Tie rods and spacers hold the bundle and locate the baffles in their correct positions. Tie rods are screwed into the stationary tubesheet and extend the length of the bundle up to the last baffle. All the rods have spacer tubes fitted over them, each spacer being tube or pipe with an inside diameter greater than that of tie rod diameter, and a length equal to the required baffle spacing. Undesirable shell side leakage paths, such as the gaps due to pass partitions or gaps between bundle and shell, shall be blocked by tie rods and spacers.

  • Extended surfaces Tubes can be finned on both the interior and exterior. This is maybe the oldest form of heat transfer enhancement.
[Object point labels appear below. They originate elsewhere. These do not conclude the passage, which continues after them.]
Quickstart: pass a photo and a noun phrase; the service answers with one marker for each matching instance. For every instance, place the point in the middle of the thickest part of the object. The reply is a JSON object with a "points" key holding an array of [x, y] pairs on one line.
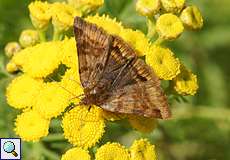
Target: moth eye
{"points": [[99, 66]]}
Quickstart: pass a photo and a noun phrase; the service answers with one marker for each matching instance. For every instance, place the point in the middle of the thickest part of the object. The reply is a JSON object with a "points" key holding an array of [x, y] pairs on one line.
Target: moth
{"points": [[113, 77]]}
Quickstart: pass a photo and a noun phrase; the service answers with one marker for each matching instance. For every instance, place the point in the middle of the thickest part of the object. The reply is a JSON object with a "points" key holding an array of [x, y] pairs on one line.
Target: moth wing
{"points": [[135, 88], [144, 99], [93, 48]]}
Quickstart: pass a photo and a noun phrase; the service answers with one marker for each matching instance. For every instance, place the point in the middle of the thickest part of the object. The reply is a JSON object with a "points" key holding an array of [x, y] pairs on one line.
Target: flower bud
{"points": [[147, 7], [86, 6], [63, 16], [192, 18], [28, 38], [174, 6], [11, 48], [39, 14], [169, 26], [11, 67]]}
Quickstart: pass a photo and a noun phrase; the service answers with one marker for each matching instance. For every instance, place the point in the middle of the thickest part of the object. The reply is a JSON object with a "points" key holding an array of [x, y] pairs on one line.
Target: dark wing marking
{"points": [[144, 99], [134, 88], [93, 45]]}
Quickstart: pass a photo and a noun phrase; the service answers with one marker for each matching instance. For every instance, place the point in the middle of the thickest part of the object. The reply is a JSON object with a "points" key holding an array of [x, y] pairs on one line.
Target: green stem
{"points": [[151, 27], [54, 137], [42, 35]]}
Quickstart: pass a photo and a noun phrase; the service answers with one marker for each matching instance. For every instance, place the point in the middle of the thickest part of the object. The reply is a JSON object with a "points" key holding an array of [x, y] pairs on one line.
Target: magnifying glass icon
{"points": [[9, 147]]}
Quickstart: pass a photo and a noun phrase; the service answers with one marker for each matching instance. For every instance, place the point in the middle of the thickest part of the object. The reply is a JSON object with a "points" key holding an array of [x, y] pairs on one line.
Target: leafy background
{"points": [[199, 129]]}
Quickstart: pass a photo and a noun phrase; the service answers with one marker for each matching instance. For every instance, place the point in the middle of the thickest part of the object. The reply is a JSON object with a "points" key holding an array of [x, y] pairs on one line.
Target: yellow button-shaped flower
{"points": [[163, 62], [83, 127], [169, 26], [136, 39], [28, 38], [192, 18], [22, 91], [148, 7], [11, 48], [112, 151], [31, 126], [39, 14], [63, 15], [186, 82], [51, 100], [142, 150], [174, 6], [76, 154]]}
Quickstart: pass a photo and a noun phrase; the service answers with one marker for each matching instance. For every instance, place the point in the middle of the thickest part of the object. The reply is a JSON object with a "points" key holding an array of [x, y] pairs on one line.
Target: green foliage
{"points": [[197, 131]]}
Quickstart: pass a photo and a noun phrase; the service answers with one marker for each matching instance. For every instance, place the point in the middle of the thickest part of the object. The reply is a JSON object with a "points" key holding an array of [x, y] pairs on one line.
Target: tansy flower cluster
{"points": [[47, 85], [167, 20]]}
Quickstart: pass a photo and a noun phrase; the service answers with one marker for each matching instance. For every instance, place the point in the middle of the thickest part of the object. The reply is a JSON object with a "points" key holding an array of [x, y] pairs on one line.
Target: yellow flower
{"points": [[22, 90], [142, 150], [112, 151], [63, 15], [186, 82], [173, 5], [192, 18], [40, 60], [108, 24], [169, 26], [163, 62], [11, 48], [11, 67], [31, 126], [52, 100], [148, 7], [86, 6], [83, 127], [142, 124], [28, 38], [136, 39], [76, 154], [39, 14]]}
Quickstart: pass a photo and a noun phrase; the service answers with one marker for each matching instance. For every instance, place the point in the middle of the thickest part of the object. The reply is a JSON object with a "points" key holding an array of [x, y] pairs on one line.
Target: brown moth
{"points": [[113, 77]]}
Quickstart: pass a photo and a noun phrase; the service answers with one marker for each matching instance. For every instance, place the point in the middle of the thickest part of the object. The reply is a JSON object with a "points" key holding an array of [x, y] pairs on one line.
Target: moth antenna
{"points": [[71, 79], [51, 79]]}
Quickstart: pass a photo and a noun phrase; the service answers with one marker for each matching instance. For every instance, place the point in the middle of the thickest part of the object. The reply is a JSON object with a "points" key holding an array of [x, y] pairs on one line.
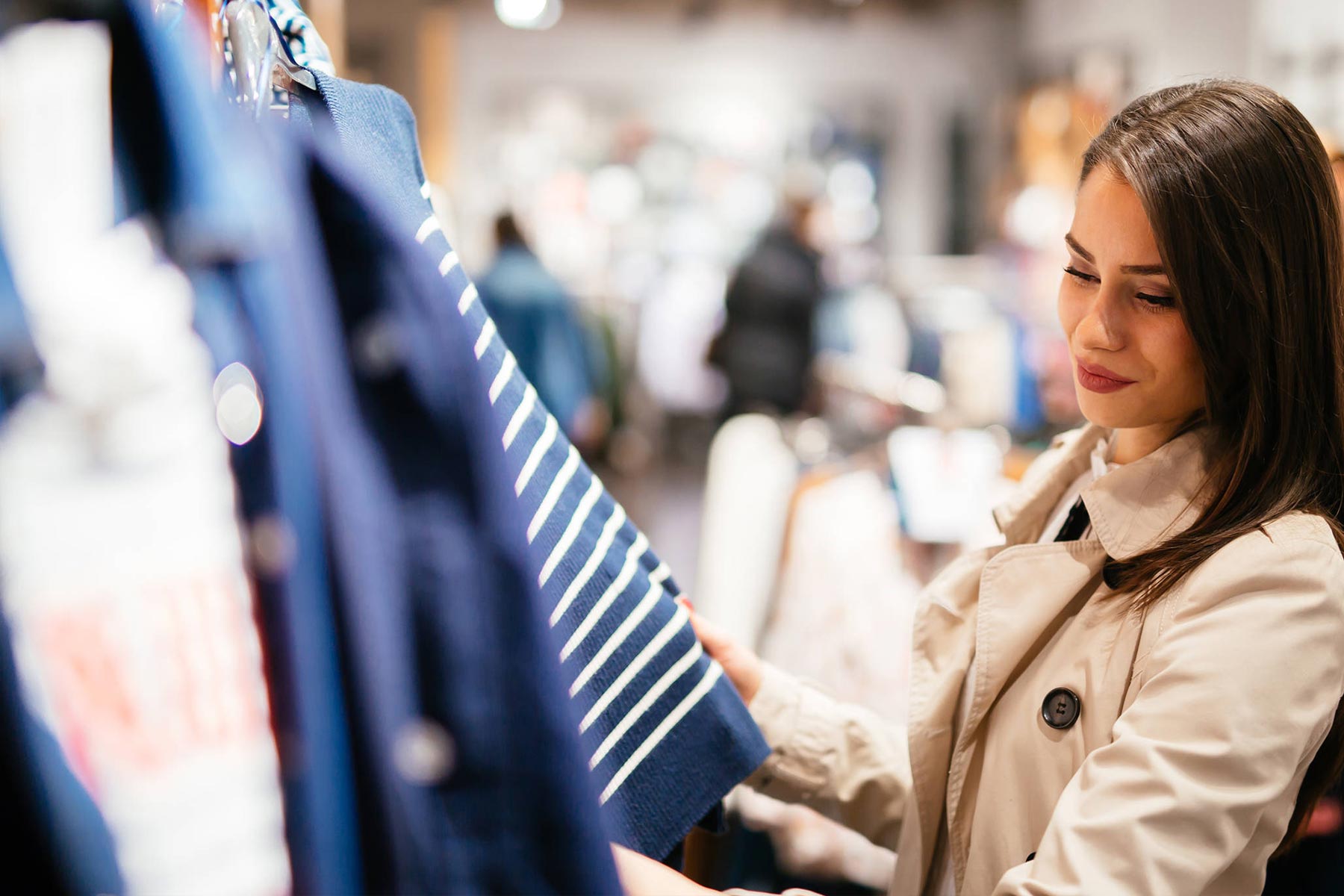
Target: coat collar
{"points": [[1133, 508]]}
Finning is usually desirable when the fluid has a low heat transfer film coefficient.The fin not only increases the film coefficient with added turbulence but also increases the heat transfer surface area.The most common type is “low fin tubing” where typically the fins are 1.5 mm high at 19 fins per inch.
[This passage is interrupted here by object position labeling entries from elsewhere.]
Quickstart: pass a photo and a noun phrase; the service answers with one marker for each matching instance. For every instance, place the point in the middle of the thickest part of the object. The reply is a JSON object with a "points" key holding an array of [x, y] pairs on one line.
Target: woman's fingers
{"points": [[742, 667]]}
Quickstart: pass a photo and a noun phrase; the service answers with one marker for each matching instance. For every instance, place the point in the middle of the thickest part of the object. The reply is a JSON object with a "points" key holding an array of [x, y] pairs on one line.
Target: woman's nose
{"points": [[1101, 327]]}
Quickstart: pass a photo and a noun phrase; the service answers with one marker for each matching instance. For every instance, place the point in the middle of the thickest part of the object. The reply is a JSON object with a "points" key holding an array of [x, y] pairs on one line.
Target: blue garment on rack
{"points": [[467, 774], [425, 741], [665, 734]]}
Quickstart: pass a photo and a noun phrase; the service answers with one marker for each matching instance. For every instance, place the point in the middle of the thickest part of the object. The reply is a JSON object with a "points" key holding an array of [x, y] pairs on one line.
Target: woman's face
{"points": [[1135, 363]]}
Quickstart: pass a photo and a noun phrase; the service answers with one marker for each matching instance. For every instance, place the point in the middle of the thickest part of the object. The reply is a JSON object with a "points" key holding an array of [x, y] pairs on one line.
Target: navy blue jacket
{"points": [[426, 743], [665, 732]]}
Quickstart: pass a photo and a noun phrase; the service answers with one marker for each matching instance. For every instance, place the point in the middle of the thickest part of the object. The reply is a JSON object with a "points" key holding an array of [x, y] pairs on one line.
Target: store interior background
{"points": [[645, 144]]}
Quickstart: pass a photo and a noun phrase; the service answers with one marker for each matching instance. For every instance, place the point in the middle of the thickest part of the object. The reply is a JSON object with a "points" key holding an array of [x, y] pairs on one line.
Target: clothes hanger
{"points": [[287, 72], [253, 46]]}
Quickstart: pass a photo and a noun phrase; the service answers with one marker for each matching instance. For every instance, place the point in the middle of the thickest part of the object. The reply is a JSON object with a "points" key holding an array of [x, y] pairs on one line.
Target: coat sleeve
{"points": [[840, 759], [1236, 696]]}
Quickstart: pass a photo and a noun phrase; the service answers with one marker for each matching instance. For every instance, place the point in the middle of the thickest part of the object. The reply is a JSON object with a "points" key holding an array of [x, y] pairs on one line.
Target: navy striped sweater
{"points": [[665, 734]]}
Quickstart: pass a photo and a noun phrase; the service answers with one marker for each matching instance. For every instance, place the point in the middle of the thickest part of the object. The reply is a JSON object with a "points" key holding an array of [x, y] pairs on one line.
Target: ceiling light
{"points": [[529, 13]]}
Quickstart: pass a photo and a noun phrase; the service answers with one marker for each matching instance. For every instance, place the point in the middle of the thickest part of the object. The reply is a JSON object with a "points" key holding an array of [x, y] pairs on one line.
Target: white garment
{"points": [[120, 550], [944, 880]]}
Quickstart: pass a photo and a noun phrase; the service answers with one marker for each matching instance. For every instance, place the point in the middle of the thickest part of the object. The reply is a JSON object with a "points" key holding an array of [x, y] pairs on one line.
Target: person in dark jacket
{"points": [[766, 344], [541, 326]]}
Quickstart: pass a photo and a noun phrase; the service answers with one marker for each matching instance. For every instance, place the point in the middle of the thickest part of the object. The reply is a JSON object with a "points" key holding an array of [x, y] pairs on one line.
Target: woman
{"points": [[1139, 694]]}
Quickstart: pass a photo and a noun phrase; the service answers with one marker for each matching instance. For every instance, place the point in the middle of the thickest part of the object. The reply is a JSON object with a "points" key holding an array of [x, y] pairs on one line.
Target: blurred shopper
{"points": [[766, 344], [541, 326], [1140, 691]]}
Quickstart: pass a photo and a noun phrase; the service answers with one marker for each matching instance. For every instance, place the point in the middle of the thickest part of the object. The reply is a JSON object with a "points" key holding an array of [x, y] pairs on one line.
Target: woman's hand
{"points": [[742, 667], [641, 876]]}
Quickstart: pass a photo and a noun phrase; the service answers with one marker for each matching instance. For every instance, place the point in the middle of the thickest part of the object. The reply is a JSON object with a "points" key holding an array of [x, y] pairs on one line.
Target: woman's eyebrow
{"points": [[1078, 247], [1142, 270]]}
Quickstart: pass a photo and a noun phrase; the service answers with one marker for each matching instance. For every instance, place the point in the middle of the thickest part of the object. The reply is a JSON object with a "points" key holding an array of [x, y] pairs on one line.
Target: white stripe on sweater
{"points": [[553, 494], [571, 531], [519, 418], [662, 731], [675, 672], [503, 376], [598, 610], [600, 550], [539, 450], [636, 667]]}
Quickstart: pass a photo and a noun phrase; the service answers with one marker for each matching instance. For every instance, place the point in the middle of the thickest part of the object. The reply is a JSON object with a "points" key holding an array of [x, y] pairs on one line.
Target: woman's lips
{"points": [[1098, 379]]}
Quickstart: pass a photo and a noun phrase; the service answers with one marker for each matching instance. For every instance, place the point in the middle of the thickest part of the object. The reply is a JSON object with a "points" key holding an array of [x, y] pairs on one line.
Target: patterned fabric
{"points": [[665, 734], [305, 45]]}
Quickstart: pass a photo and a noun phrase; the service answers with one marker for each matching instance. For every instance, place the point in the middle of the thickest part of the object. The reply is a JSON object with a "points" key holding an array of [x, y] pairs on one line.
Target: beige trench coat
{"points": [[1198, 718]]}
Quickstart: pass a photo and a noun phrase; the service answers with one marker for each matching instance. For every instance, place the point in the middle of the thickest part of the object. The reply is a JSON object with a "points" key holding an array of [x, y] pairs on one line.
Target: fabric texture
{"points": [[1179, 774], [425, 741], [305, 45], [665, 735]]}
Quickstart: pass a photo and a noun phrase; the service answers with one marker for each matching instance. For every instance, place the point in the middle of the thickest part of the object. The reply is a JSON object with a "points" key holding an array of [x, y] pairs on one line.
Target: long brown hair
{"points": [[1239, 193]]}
  • Tube inserts Wire wound iinserts, turbulators, or static mixers are inserted intothe tube to promote turbulence. These devices are most effective for high viscosity fluids in a laminar flow regime. Inserts are used most often with liquid heat transfer and to promote boiling. Inserts are not usually effective for condensing in the tube and almost always increase pressure drop.
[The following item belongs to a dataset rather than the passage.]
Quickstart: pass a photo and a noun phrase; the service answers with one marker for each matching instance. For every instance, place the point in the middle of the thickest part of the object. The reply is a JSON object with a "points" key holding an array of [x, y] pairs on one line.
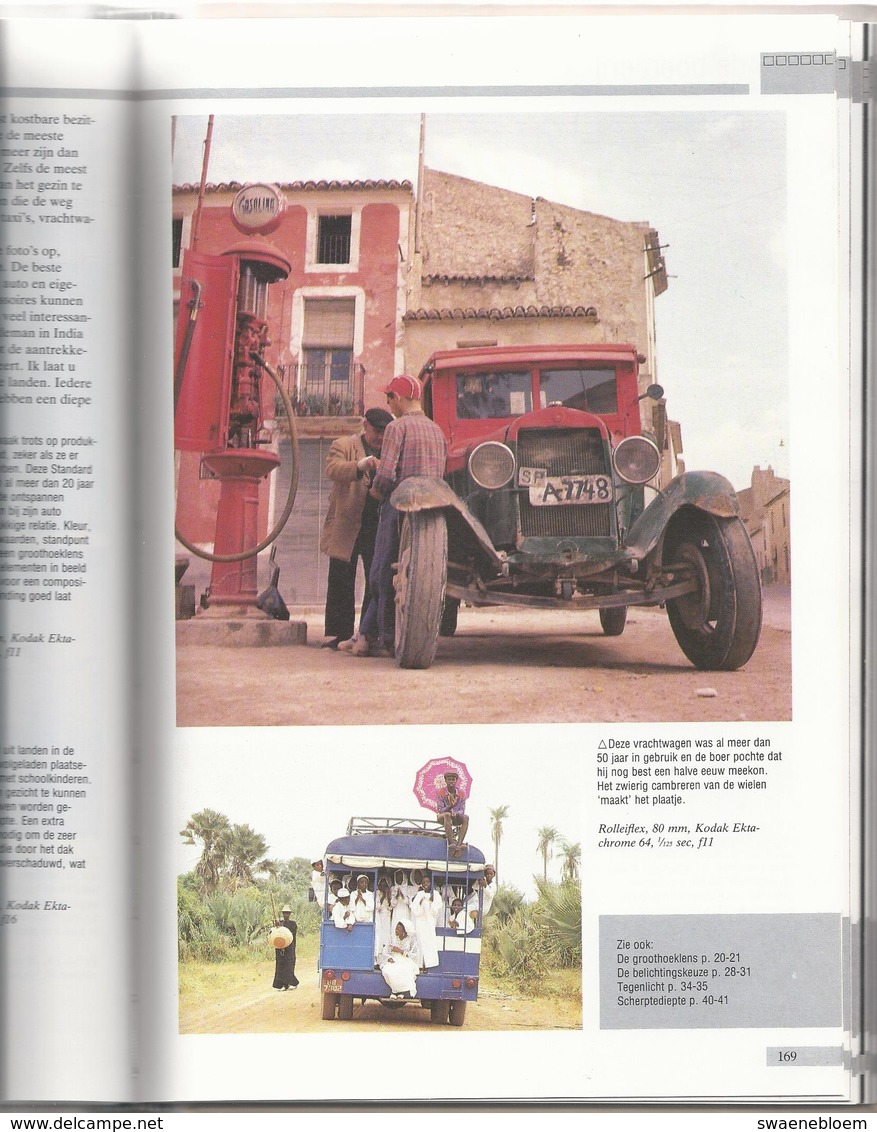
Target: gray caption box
{"points": [[720, 971]]}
  • Deforming for tubes Tube deformation appears corrugated, twisted, or spirally fluted. Therefore, twisted tubes promote heat transfer coefficient and turbulence and enhance boiling.

The thermal design of a shell and tube exchanger is an iterative process which is done using computer programs such as the Heat transfer and Fluid Flow Service (HTFS) or Heat Transfer Research Incorporated (HTRI). In order to calculate the heat transfer coefficients and pressure drops, initial decisions must be made on the sides the fluids, the front and rear header type, shell type, baffle type, tube diameter and tube layout. The tube length, shell diameter, baffle pitch and number of tube passes are also selected and these are the main items during each iteration in order to maximize the overall heat transfer within specified allowable pressure drops. The mechanical design of a shell and tube exchanger is done using computer programs such as PV Elite which provides information on items such as shell thickness, flange thickness,nozzle thickness, etc. but stresses should not exceed allowable stresses.